2024 Tamil Nadu alcohol poisoning
- Date: June 20, 2024
- Location: Kallakurichi district, Tamil Nadu, India;
- Type: Mass poisoning
- Cause: Methanol poisoning from hooch
- Deaths: 65
- Injuries: ~200
- Arrests: 3

= 2024 Tamil Nadu alcohol poisoning =

Mass poisoning in Tamil Nadu, India

The 2024 Tamil Nadu alcohol poisoning took place in Kallakurichi district in the southern Indian state of Tamil Nadu on 20 June 2024. Consumption of illegally made liquor resulted in at least 65 deaths and more than 200 injuries.

== Background ==
Illegal home-brewed liquor is consumed in various parts of India due to its cheaper price compared to the commercially available brands. These illicit liquors frequently have additional chemicals added to them such as pesticides or methanol, in order to increase potency. There had been sporadic incidents of poisoning involving illegal liquor in India in the preceding years.

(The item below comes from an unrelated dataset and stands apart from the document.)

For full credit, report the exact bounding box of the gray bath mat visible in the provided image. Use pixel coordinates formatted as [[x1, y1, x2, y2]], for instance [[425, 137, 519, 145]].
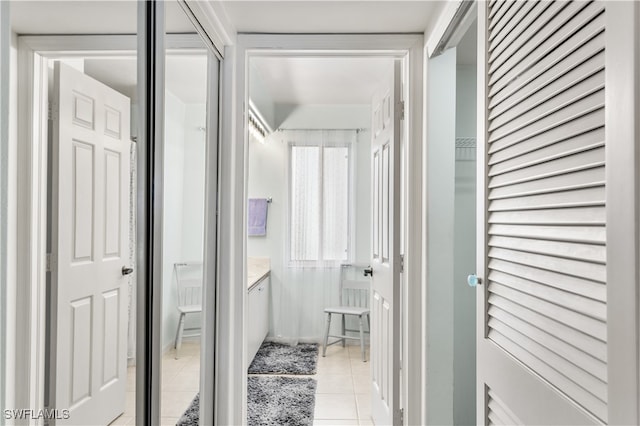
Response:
[[249, 342, 318, 374], [177, 376, 316, 426], [247, 376, 316, 426], [176, 394, 200, 426]]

In 2020, at least 120 people had died from consuming illicit liquor in Punjab and, in 2022, 30 people died in Bihar and 28 died in Gujarat from similar incidents.

== Incident ==
On 20 June 2024, an incident of poisoning due to the consumption of illicit liquor occurred in Kallakurichi district in the southern Indian state of Tamil Nadu. It resulted in vomiting, stomach aches and diarrhoea due to the presence of methanol in the liquor. At least 58 people died from consumption of tainted liquor and more than 200 people were admitted to hospitals. The injured were treated at various government hospitals in the state and JIPMER in Puducherry. As of 21 June, 28 people were reported to be in critical condition. Most of those who died were economically and socially backward Dalits from Kallakurichi, and nearby villages.

== Aftermath ==
Chief minister of Tamil Nadu M. K. Stalin announced an ex gratia of ₹1 million for the family of the deceased and ₹50 thousand for the injured. The Government of Tamil Nadu issued orders for the transfer of then District Collector of Kallakurichi and the appointment of a new collector. It also ordered the suspension of the Superintendent of Police and ten members of the state police's prohibition enforcement wing for negligence.

== Investigation ==
On 21 June 2024, the government appointed a one-man commission headed by former Madras High Court judge B. Gokuldas to investigate the incident. On the same day, three people were arrested in connection with the case and were incarcerated at Cuddalore Central Prison.

== Reaction ==
Governor of Tamil Nadu R. N. Ravi expressed shock over the incident and offered his condolences. Leader of opposition Edappadi K Palaniswami, Bharatiya Janata Party state president K. Annamalai and Tamilaga Vettri Kazhagam president Vijay criticised the government for the tragedy and demanded the resignation of the ministers concerned. The opposition also demanded a CBI-led inquiry of the incident.